Desde a sua estreia em livro, com Vinis mofados (Língua Geral, 2009), o ator, poeta e pesquisador Ramon Nunes Mello (Aruana – RJ, 1984) é apontado como um herdeiro da contracultura literária dos anos 1970 e 80. Em 2011 publicou Poemas tirados de notícias de jornal (Móbile Editorial). Seu trabalho de pesquisa e curadoria literária inclui a organização de Escolhas (Língua Geral/Carpe Diem, 2009), autobiografia intelectual da professora de literatura Heloísa Buarque de Hollanda, com quem assina a organização da antologia digital Enter. É organizador das obras do escritor carioca Rodrigo de Souza Leão (1965 – 2009) e da poeta carioca Adalgisa Nery (1905 – 1980). Na Flip, lança os poemas de Há um mar no fundo de cada sonho (Verso Brasil, 2016)”.
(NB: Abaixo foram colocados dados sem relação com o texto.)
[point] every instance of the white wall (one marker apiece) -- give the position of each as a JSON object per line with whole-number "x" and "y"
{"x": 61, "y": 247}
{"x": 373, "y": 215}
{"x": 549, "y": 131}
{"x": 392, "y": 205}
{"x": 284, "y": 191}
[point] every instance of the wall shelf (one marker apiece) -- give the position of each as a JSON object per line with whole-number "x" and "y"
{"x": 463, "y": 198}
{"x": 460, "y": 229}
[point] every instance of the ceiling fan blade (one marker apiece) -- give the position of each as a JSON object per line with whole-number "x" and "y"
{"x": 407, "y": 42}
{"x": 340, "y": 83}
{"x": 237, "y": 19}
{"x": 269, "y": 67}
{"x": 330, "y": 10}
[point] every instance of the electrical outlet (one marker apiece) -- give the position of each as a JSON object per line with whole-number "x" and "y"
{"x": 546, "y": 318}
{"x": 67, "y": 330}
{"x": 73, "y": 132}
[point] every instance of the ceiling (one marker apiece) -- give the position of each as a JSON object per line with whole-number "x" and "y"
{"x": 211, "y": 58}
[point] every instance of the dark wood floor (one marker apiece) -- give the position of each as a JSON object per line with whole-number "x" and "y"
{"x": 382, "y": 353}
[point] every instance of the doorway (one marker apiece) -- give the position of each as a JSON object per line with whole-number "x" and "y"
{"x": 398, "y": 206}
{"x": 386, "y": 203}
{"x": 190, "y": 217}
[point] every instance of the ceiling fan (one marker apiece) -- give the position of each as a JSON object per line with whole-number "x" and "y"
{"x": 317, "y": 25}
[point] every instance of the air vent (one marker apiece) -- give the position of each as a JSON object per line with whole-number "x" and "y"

  •  apresentação da mesa na programação da FLIP –

    Ramon abriu a mesa dedicando sua fala a duas minorias, que são diariamente agredidas e massacradas: gays e indígenas. A influência indígena será muito forte na obra de Ramon pelas inúmeras viagens que fez a tribos buscando de fato conhecer esse povo. O autor seguiu impondo um tom político a mesa questionando o fato de apenas duas mulheres terem sido homenageadas pela Flip, fala que se ligou muito ao fato de logo depois Kate colocar sobre o fato de ser invisibilizada pela sua sexualidade, por ser mulher.

    A última obra de Ramon, Há um mar no fundo de cada sonho, conterá em si muito da vida pessoal do autor, que se descobriu soropositivo e considerou que seria uma farsa se ele não falasse disso em sua literatura. O autor seguiu relatando a sua relação com a AIDS e se disse profundamente envergonhado por um governo Temer, pela sua ilegitimidade e pela demissão do diretor do departamento de AIDS, Fabio Mesquita por incompatibilidade com esse governo golpista.
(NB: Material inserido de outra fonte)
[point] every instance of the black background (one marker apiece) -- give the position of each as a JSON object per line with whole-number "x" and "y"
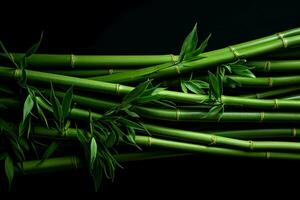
{"x": 153, "y": 27}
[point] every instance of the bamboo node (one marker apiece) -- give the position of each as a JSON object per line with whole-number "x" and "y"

    Questionada sobre a sua presença no spoken world, que seriam os slams na Inglaterra, competições de poesia, Kate colocou que acredita que a literatura se trata de um relação triangular que envolve escritor, texto e leitor, que o texto não termina no papel, por isso a relação da literatura também com a música, e também porque são dois meios de conectar as pessoas.
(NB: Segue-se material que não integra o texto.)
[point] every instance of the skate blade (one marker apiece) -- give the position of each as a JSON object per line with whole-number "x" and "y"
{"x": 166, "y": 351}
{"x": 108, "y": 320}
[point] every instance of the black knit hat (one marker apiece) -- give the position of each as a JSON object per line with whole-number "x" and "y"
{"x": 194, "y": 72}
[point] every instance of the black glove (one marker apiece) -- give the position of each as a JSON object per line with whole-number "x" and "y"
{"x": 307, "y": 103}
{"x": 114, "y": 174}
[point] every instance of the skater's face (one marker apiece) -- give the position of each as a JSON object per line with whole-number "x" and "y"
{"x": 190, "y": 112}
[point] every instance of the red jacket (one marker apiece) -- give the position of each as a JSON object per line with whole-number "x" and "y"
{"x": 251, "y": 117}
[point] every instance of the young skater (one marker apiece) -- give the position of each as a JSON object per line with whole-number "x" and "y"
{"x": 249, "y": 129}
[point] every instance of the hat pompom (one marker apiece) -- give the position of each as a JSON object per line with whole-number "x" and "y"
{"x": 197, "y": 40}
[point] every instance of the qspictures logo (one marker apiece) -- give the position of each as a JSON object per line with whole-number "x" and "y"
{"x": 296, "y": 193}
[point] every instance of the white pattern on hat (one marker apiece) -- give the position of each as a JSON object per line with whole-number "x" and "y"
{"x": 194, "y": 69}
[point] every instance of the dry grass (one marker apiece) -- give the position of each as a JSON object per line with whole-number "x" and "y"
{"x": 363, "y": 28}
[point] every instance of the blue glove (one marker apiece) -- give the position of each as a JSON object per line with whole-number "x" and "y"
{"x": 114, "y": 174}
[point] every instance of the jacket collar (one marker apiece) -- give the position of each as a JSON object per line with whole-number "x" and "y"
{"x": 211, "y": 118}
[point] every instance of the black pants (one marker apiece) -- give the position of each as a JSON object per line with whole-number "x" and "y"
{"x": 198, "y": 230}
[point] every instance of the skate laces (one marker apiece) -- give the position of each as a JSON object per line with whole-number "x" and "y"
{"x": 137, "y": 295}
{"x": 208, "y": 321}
    À época da mesa, a Grã-Bretanha havia recém saído da União Europeia, o que não poderia passar batido na presença de uma escritora inglesa. Perguntada a respeito, Kate tentou colocar sua orientação política de lado, o que na leitura de sua literatura é impossível, disse que não obstante o alinhamento político de cada um, se de esquerda ou de direita, o que está por vir inegavelmente é um futuro ainda mais sofrido para a juventude, com empregos precarizados e o desmonte dos serviços de bem estar social. E a escritora diz com conhecimento de causa, pois esses são justamente muito dos elementos que ela explora nas suas obras. Nascida na região sudeste de Londres, área mais periférica da cidade, no romance de Kate são retratados esses jovens desiludidos com perspectivas pessimistas, sobrevivendo e subsistindo a partir de empregos precarizados; ou imigrantes batalhando por seu espaço numa sociedade cada vez mais hostil a sua presença.

    Sem muitas dificuldades podemos interligar a realidade pessimista para a juventude e a classe trabalhadora, comentada na fala e retratada na obra da artista, ao nosso próprio contexto nacional. Numa mesa que de início parecia desconjuntada, sua proposta inicial era tratar da dimensão performática da literatura, após breve introdução de cada um no tema, tão logo a ideia foi abandonada em benefício da discussão de particularidades de cada um e suas obras, o que, por um acaso, deu muito mais liga do que a intenção original, que se manteve unicamente nas performances isoladas de cada um, com Kate em particular agraciando a plateia com suas declamações vividas e instigantes.

    Ramon e Kate, muito por conta própria, fizeram a mesa mais politizada e progressista da FLIP. A obra dos dois é muito carregada de suas subjetividades, - uma mulher bissexual, sem as prerrogativas naturalmente vinculados a imagem da mulher, como ela mesmo colocou, delicadeza, feminilidade; um gay, soropositivo, com inclinações para o misticismo e a cultura indígena – que não são os perfis típicos na literatura. Por isso, foi justamente nessa mesa que se exprimiram os discursos mais progressistas, onde a diversidade teve voz.